Lancés à l'occasion de l'anniversaire du soulèvement de 1959 contre Pékin, les rassemblements, d'une ampleur et d'une âpreté sans précédent depuis près de vingt ans, ont vivement embarrassé le gouvernement à cinq mois des Jeux olympiques de Pékin censés servir de vitrine dorée. Les manifestations ont dégénéré le 14 mars, lorsque des émeutiers ont allumé des centaines de feux à Lhassa et attaqué des Chinois de souche, entraînant un afflux de soldats au Tibet.

On ignorait, hier, quelle marge de manoeuvre et de liberté serait laissée à Lhassa au petit groupe de journalistes - parmi lesquels un reporter, un photographe et un cameraman d'Associated Press - dont la visite de deux jours a été arrangée par le gouvernement chinois.

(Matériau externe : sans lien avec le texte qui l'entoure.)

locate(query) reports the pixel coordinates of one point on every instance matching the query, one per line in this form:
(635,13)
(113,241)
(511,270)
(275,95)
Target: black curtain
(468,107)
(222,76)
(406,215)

L'autocar transportant les journalistes a passé trois postes de contrôle de police entre l'aéroport et Lhassa.

Des policiers étaient stationnés pratiquement à chaque croisement de rue sur l'itinéraire, tandis que d'autres en tenue de camouflage armés de mitrailleuses se tenaient devant plusieurs bâtiments semblant être des bureaux de l'administration. Cette visite autorisée intervient sur fond de pression internationale croissante contre la répression chinoise au Tibet à l'approche des JO. Le ministre flamand des Sports a déjà prévenu qu'il n'assisterait pas à la cérémonie d'ouverture, jugeant qu'elle servait la propagande des autorités chinoises.

Sur le terrain, l'agence de presse officielle Chine nouvelle a affirmé que plus de 600 personnes s'étaient présentées spontanément à la police, à la suite des manifestations à Lhassa et dans la province du Sichuan, où les protestations ont également éclaté. La police a aussi diffusé une liste de 53 personnes recherchées après les émeutes, selon Chine nouvelle. Au moins 29 personnes ont été officiellement interpellées, mais on ignore si elles figurent sur cette liste.

Les autorités ont menacé de punir sévèrement les personnes impliquées dans les violences. Selon le Tibet Daily, le chef de la police nationale a accusé les protestataires de violer les principes bouddhistes, et souligné, à l'instar du ministre chinois de la Sécurité publique, que les moines continueraient d'être soumis à des cours d'"éducation patriotique", des cours contraignant les religieux à dénoncer leur chef spirituel, le dalaï-lama.